“I believe in one God the Father Almighty, Maker of heaven and earth, and of all things visible and invisible; and in one Lord Jesus Christ, the only begotten Son of God, Light of light, true God of true God, begotten, not made, consubstantial to the Father, by whom all things were made; who for us men, and for our salvation, came down from heaven, and was incarnate by the Holy Ghost of the Virgin Mary, and was made man, was crucified also for us under Pontius Pilate, suffered, and was buried, and rose again the third day according to the Scriptures, and ascended into heaven, sits at the right hand of the Father, and will come again with glory to judge the living and the dead, of whose kingdom there will be no end; and in the Holy Ghost, the Lord and Life-giver, who proceeds from the Father and the Son; who, together with the Father and the Son, is adored and glorified; who spoke by the prophets. And one holy Catholic and Apostolic Church. I confess one baptism for the remission of sins, and I expect the resurrection of the body, and the life of the world to come. Amen.
“I most firmly admit and embrace apostolical and ecclesiastical traditions, and all other constitutions and observances of the same Church.
“I also admit the sacred Scriptures according to the sense which the holy mother Church has held, and does hold, to whom it belongs to judge of the true sense and interpretation of the Holy Scriptures; nor will I ever take and interpret them otherwise than according to the unanimous consent of the Fathers.
“I profess also, that there are truly and properly seven sacraments of the new law, instituted by Jesus Christ our Lord, and for the salvation of mankind, though all are not necessary for every one; viz. baptism, confirmation, eucharist, penance, extreme unction, order, and matrimony, and that they confer grace; and of these, baptism, confirmation, and order cannot be reiterated without sacrilege.
“I also receive and admit the ceremonies of the Catholic Church, received and approved in the solemn administration of all the above-said sacraments.

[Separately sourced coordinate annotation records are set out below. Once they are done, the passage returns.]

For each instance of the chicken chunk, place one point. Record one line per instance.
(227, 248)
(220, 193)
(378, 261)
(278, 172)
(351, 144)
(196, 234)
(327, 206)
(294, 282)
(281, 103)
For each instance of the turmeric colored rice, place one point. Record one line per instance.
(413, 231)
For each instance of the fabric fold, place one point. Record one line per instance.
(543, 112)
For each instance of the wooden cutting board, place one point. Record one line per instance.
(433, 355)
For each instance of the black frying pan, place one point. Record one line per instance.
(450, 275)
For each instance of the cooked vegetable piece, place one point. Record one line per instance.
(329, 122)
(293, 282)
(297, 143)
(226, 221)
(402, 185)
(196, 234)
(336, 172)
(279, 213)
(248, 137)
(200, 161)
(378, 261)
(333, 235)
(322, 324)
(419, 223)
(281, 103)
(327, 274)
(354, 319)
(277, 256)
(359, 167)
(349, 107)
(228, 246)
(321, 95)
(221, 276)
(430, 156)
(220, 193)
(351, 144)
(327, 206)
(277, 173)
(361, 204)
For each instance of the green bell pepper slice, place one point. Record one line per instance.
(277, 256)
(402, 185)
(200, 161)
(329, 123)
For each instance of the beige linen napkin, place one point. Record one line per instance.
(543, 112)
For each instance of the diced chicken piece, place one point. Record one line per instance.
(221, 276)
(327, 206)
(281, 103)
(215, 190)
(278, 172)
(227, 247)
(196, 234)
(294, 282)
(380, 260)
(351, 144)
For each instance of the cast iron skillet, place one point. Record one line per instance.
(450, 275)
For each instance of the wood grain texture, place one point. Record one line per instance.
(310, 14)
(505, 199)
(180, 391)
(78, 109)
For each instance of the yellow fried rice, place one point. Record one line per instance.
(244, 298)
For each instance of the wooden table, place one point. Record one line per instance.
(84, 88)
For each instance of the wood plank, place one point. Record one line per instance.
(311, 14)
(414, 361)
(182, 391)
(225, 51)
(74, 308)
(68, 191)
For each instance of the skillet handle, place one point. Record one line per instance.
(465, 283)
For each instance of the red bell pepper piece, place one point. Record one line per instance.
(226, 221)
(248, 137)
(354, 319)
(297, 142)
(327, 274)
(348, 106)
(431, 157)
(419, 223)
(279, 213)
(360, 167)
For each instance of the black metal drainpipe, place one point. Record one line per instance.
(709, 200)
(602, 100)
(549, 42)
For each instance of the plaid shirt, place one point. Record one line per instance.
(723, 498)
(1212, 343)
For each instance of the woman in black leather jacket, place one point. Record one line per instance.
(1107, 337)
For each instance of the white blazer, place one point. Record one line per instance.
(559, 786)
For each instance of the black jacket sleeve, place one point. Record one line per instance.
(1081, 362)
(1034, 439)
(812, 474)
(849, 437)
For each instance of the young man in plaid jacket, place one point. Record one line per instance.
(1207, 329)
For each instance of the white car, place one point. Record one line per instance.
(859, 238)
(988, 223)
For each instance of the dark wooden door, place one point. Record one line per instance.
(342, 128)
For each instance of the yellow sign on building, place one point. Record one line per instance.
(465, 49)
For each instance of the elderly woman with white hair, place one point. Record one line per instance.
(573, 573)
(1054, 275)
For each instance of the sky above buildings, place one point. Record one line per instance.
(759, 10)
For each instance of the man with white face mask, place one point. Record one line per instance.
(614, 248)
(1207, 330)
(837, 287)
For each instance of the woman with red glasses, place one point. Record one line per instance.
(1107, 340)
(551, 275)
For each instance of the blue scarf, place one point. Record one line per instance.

“I receive and embrace all and every one of the things which have been defined and declared in the holy Council of Trent, concerning original sin and justification.
“I profess likewise, that in the mass is offered to God a true, proper, and propitiatory sacrifice for the living and the dead; and that in the most holy sacrament of the eucharist there is truly, really, and substantially the body and blood, together with the soul and divinity, of our Lord Jesus Christ; and that there is made a conversion of the whole substance of the bread into the body, and of the whole substance of the wine into the blood, which conversion the Catholic Church calls transubstantiation.
“I confess also, that, under either kind alone, whole and entire, Christ and a true sacrament is received.
“I constantly hold that there is a purgatory, and that the souls detained therein are helped by the suffrages of the faithful.
“Likewise that the saints reigning together with Christ, are to be honoured and invocated, that they offer prayers to God for us, and that their relics are to be venerated.